A Letter to the Mall

It's almost winter and I want to puke.

Polaris Fashion Center
1500 Polaris Parkway
Columbus, OH 43240
Attn: Michael Minns, General Manager

Dear Mr. Minns,

As the Holiday Season draws near my heart fills with the good cheer of the Christmas season. You know, Christmas was always my favorite holiday as a child. My Mother, a generally strict woman of Norwegian descent, would wake us at sunrise to begin preparing the Christmas Dinner, a traditional meal of pickled nuts and lutefisk. I would go down into the cellar, where the lutefisk had been maturing in a bucket of lye water for weeks, and carefully strain off the caustic liquid as I dipped the harvested fish flesh in a bath of rainwater we collected in the summer. Sometimes the lye would splash and scald my legs, but Mother always soothed my cries, explaining that "a good little boy has as many lye scars on his legs as there are stars in the sky!"

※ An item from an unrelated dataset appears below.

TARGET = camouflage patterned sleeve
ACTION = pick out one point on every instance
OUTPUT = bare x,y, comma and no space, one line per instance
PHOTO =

Sadly, now that I have come of age I find myself missing these Christmas traditions. I would like to somehow recapture that youthful wonder, and wish to be your Santa Claus this year. There is only one small problem - I weigh 130 lbs. and stand 6 feet tall. I cannot help it, growing up we lived by the traditional Finnish nursery rhyme, "Figs and breads with meat and cheese, these will make your soul diseased." Thus, I have always been a little on the slender side. Fortunately, if there is one thing a Norwegian can do, it is beard-growing. I myself have a beard weighing three-tenths of a merke (measured through water displacement).

I have been thinking, Michael, and I believe a thinner Santa might actually be a boon to Polaris Fashion Center. Consider that the country is suddenly very weight-concious, and I could teach the children about dieting/hunger. Or, perhaps we could take a new spin on Santa Claus together. I have noticed the mainstream media is very interested in origin stories lately. We could give Santa an origin story; it stands to reason that he was healthier in his younger days. We could finally find out how he builds his red suit!

Please let me know what you think of my proposal, because it takes me several weeks to shape a beard, and I currently sport a Garibaldi style with a Germanic-waxed moustache. That would never work!